= Ian Robertson, Lord Robertson =

Scottish judge (1912–2005)

Ian MacDonald Robertson, Lord Robertson (30 October 1912 – 21 July 2005) was a Scottish High Court of Justiciary judge who contributed greatly to Scots law.

==Early life==
Robertson was born on 30 October 1912 in Edinburgh, the youngest of the six children of Margaret Eva Wilson and James Robertson. His father was 66 when he was born. He was educated at Merchiston Castle School between 1926 and 1931 and had an outstanding school career, being appointed a Senior Prefect in his final year. He was also a notable sportsman, captaining the 1st XV rugby union side, and playing for the 1st XI cricket team. He then attended Balliol College, Oxford, following in the footsteps of his older brother Sir James Robertson.

Returning to Scotland he graduated LLB at the University of Edinburgh in 1937, and served his apprenticeship as a Writer to the Signet with Shepherd and Wedderburn, but soon found his preferred field as an advocate. He regarded his life as having been transformed by meeting Anna Glen, daughter of Judge James Fulton Glen, of Tampa, Florida, United States, at her 21st birthday party at the Gleneagles Hotel. They married and had one son and two daughters, sharing 63 years together before she died in 2002.

When World War II broke out, Robertson joined the 8th Battalion The Royal Scots, serving first as a weapons instructor. He was later commissioned as captain and intelligence officer for the 44th Lowland Brigade (15th Scottish Division), he distinguished himself in Normandy and NW Europe and the campaign from D-Day to the end of the war, being mentioned in dispatches. He wrote an account of the action, "From Normandy to the Baltic", printed in Germany before he returned to Britain.

==Career==
His career as an advocate was soon established.

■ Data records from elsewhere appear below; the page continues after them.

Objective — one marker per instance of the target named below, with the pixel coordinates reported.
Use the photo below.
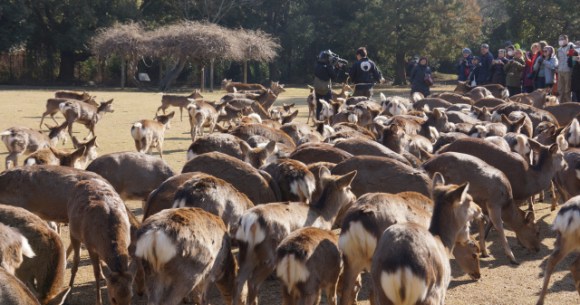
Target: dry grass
(501, 282)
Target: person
(464, 65)
(324, 73)
(564, 71)
(484, 76)
(574, 64)
(364, 73)
(513, 70)
(421, 78)
(474, 74)
(497, 71)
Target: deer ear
(324, 172)
(438, 180)
(345, 180)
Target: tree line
(53, 37)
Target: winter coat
(513, 70)
(498, 73)
(464, 68)
(575, 66)
(562, 55)
(418, 79)
(484, 76)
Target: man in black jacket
(364, 74)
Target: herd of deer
(402, 178)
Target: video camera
(329, 57)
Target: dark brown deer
(95, 204)
(411, 263)
(308, 261)
(174, 248)
(133, 175)
(45, 272)
(257, 185)
(177, 101)
(84, 114)
(499, 204)
(149, 134)
(263, 227)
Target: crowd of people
(521, 71)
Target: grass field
(501, 283)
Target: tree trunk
(66, 72)
(400, 73)
(172, 75)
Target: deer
(202, 114)
(45, 272)
(85, 114)
(308, 261)
(178, 101)
(526, 180)
(295, 181)
(53, 156)
(52, 104)
(567, 240)
(149, 134)
(21, 140)
(371, 214)
(177, 257)
(132, 174)
(499, 204)
(213, 195)
(263, 227)
(411, 263)
(94, 204)
(256, 184)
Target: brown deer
(53, 156)
(183, 250)
(499, 204)
(213, 195)
(308, 261)
(263, 227)
(365, 222)
(202, 114)
(566, 226)
(411, 263)
(178, 101)
(230, 86)
(45, 272)
(84, 113)
(132, 174)
(149, 134)
(257, 185)
(52, 104)
(21, 140)
(95, 204)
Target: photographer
(325, 71)
(364, 73)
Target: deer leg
(97, 272)
(560, 251)
(76, 245)
(495, 217)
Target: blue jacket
(484, 75)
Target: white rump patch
(415, 288)
(156, 247)
(250, 230)
(26, 248)
(358, 244)
(567, 222)
(291, 271)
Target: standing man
(484, 76)
(564, 71)
(364, 73)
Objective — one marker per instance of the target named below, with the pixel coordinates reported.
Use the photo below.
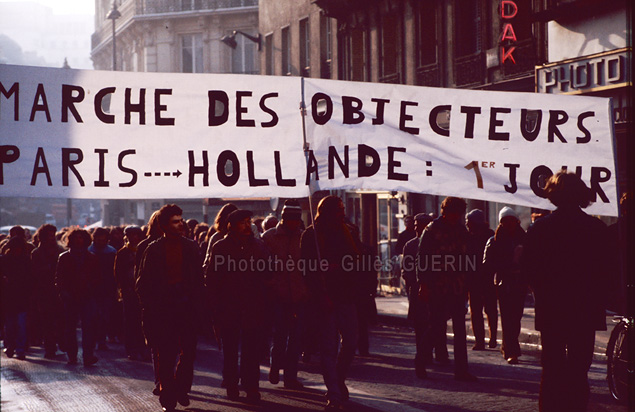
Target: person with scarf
(325, 246)
(502, 257)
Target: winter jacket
(565, 256)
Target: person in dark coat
(220, 230)
(442, 270)
(408, 233)
(502, 257)
(107, 289)
(49, 309)
(332, 294)
(366, 268)
(565, 255)
(237, 279)
(482, 293)
(136, 348)
(77, 280)
(289, 295)
(170, 286)
(153, 232)
(418, 310)
(16, 275)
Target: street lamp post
(113, 15)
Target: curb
(529, 339)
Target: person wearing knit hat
(502, 257)
(443, 285)
(290, 295)
(482, 293)
(417, 309)
(291, 210)
(238, 281)
(506, 211)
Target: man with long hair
(332, 294)
(77, 280)
(169, 286)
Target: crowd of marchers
(156, 289)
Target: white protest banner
(121, 135)
(113, 135)
(391, 137)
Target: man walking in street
(443, 265)
(237, 279)
(170, 286)
(481, 285)
(289, 293)
(566, 257)
(107, 289)
(418, 310)
(124, 274)
(333, 291)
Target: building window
(467, 28)
(427, 36)
(326, 51)
(390, 48)
(355, 52)
(243, 56)
(192, 53)
(286, 52)
(269, 54)
(305, 48)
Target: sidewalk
(393, 309)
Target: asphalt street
(383, 381)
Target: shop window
(192, 53)
(286, 51)
(467, 28)
(390, 48)
(305, 48)
(243, 56)
(355, 51)
(326, 52)
(269, 54)
(427, 35)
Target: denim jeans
(340, 322)
(15, 332)
(86, 311)
(287, 339)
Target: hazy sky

He took silk in 1954, later serving as Sheriff Principal of Ayr and Bute (1961–1966) and then of Perth and Angus (1966). In 1966, he was appointed to the High Court bench.

His friend James Mackay, Baron Mackay of Clashfern said: "He was a meticulous, courteous and diligent judge and a great believer in the reputation of Scots Law. He was sensitive to any interference by the Executive in the work of the Courts."

===Notable cases===
Robertson presided over the 1974 case of Jessie McTavish, a Glasgow nurse accused of the murder of one of her patients and the assault of four others. In summing up, he neglected to mention her denial of a police claim that she had admitted to mercy killing during an interview. McTavish was convicted but Robertson's omission was used as the basis for an appeal the following year and McTavish's sentence was overturned.

==Further positions==
Robertson was also chairman of the Scottish Joint Council for Teachers' Salaries (1965–1981); an assessor on University of Edinburgh Court (1967–1981); chairman of the Edinburgh Centre for Rural Economy (1967–1985); chairman of the Centre of Tropical Veterinary Medicine; and chairman of the Scottish Valuation Advisory Council (1977–1986). The first Scottish judge to be a member of the International Union of Judges, he served for 13 years (1974–1987). He was on the board of governors of Merchiston Castle School 1954-2005 and was chairman 1970–1996.

Robertson also received an Honorary Doctorate from Heriot-Watt University in 1988

He played golf into his eighties, particularly at Muirfield where he was captain from 1970 to 1972.

He died on 21 July 2005 at the age of 92.

==Family==
His brother was James Wilson Robertson, the last British Governor-General of Nigeria, while his daughter Sally married businessman Nick Kuenssberg.

His grandchildren include Laura Kuenssberg, the BBC political editor from 2015 to 2022, David Kuenssberg who is Director General, Corporate and Delivery at the Home Office, and Joanna Kuenssberg, who is a diplomat and served as the British High Commissioner to Mozambique from 2014 until 2018.